Несколько раз взвод попадал на службу к «Полтора Ивану» на гарнизонную гауптвахту. Капитан 1 ранга Иван Иванович отличался ростом, к нарушителям воинской дисциплины был жесток, безжалостно карая сутками ареста за малейшую провинность. Основной задачей службы было не остаться там после ее завершения.
О его самодурстве ходили легенды. В летнее время «Полтора Ивана» проводил рейды на пляжи и собирал самовольщиков, безошибочно определяя их принадлежность к служивым по мозолям на пятках от сапог. Попав на гауптвахту с парой суток ареста, можно было элементарно задержаться на недельку. Как-то раз меня, зазевавшегося часового, чуть не смяла толпа арестантов, несущихся на построение плотной толпой. Оказывается, существовала такая практика: выводные открывали двери камер, и старший объявлял:
– Первый и последний – сутки ареста!
Первому – за рвение, последнему – за опоздание. Толпа неслась по коридору комом, сметая на своем пути всех.

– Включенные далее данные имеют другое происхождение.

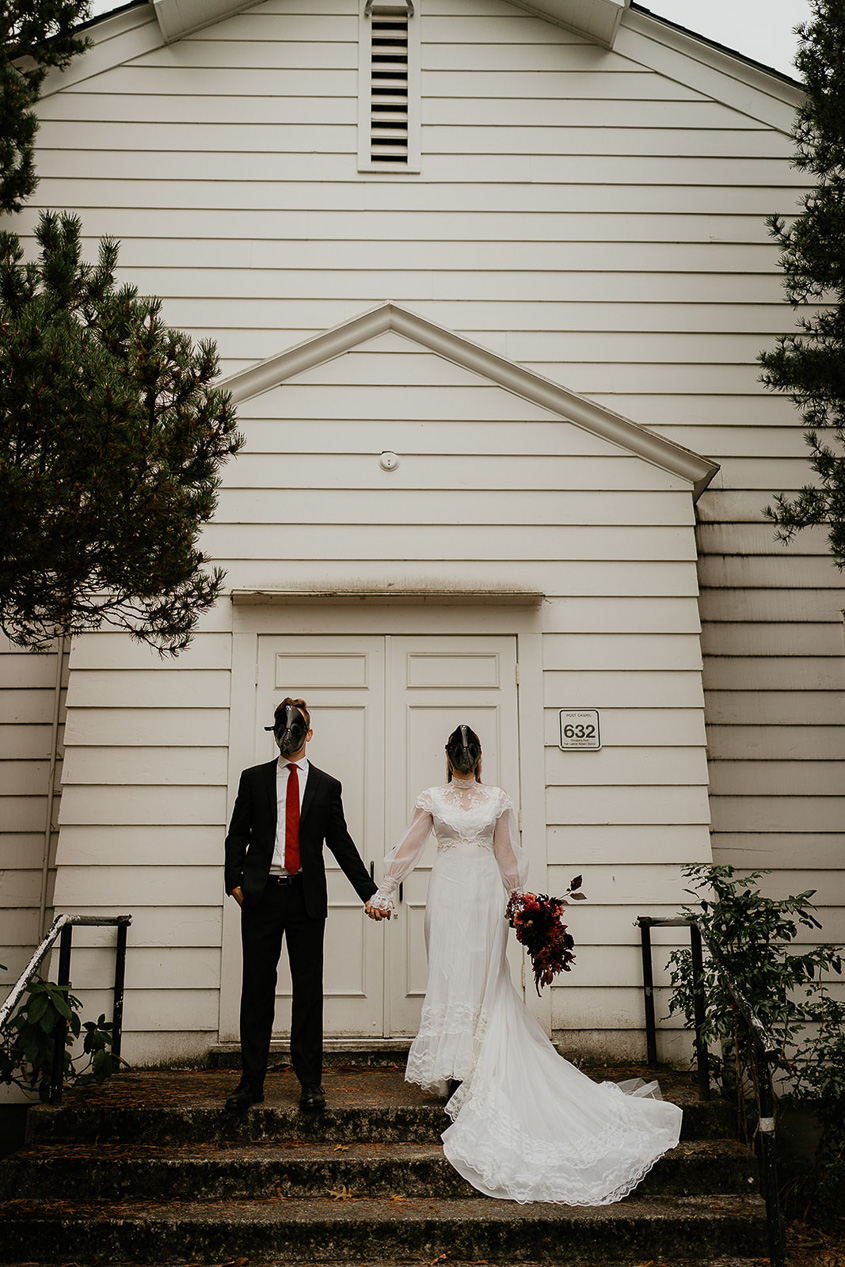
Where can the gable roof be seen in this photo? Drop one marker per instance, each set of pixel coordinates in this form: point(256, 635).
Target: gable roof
point(389, 317)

В увольнении встретиться с машиной коменданта и не попасть на гауптвахту все равно, что выиграть «Волгу» по трамвайному билету.
В 10 роте известен редчайший случай, когда курсант, доставленный патрулем на гауптвахту, вернулся без ареста. Этим героем был курсант 2 взвода Гена Микляев, мешковатый флегматичный парень под 100 кг рыхлого веса, философского склада ума, окончивший пару курсов института, и каким-то ветром случайно занесенный в Училище. К концу учебы он имел отличные оценки по общим дисциплинам, чуть ниже по военным к ним близким, но так и не освоил строевой шаг, подъем переворотом мог сделать только один раз с помощью 2-3 здоровенных военных. Все удивились, что непьющего Гену, раз в полгода бывающего в городе, забрал гарнизонный патруль. Но еще более удивились, когда он своевременно и самостоятельно прибыл из увольнения без замечаний. Невозмутимый Гена на все вопросы отвечал, попыхивая папироской, зажатой в пожелтевших пальцах, многозначительным молчанием или глубокомысленным мычанием на манер Кисы Воробьянинова «М-мда-а, уж!».
Запомнилась охота Вовки Пикунована обнаглевших до предела крыс, считавших гарнизонную «губу» своей вотчиной. Возненавидел он их люто. Открыв комнату для приема пищи и увидев толпу наглых тварей, восседающих на столах, стульях и трубах, «Пик» швырял все, что попадало под руку, но эффекта никакого – юркие грызуны успевали скрыться. После нескольких попыток разогнать ораву он придумал казнь. Забил дырки палками и тряпками, а возле оставшихся свободными, вставал с чайником крутого кипятка и замирал в охотничьей позе. Пособники со швабрами наготове выключали свет. Дождавшись выхода из нор на пир серых бандюков, пособники включали свет и швабрами лупили врага. Метнувшихся к спасительным норам встречала струя кипятка мстителя, перекрывшего пути отхода. Писк и гам стоял на всю комнату. Охота была похожа на борьбу Дон Кихота с ветряными мельницами по внешней похожести и результативности. Глаза «Пика» горели, прыгая перед норами, он пытался сапожищем пнуть отступающего врага. Загонщики шуровали швабрами. Но серые разбойники были ловкими, и успешно увертывались. Через пару минут бой заканчивался из-за расходования боекомплекта, противная сторона успевала скрыться без потерь или с незначительными потерями по отношению к количеству. Погибали слабые и неопытные. Перестроив боевые порядки, крысы появлялись снова, правда с большим интервалом и в меньшем количестве. Умные твари понимали, что нужно переждать время крысобоя. Традиционное место кормежки манило, опасность приучала к осторожности. Эволюция – выживает хитрейший. Когда-то они нас победят.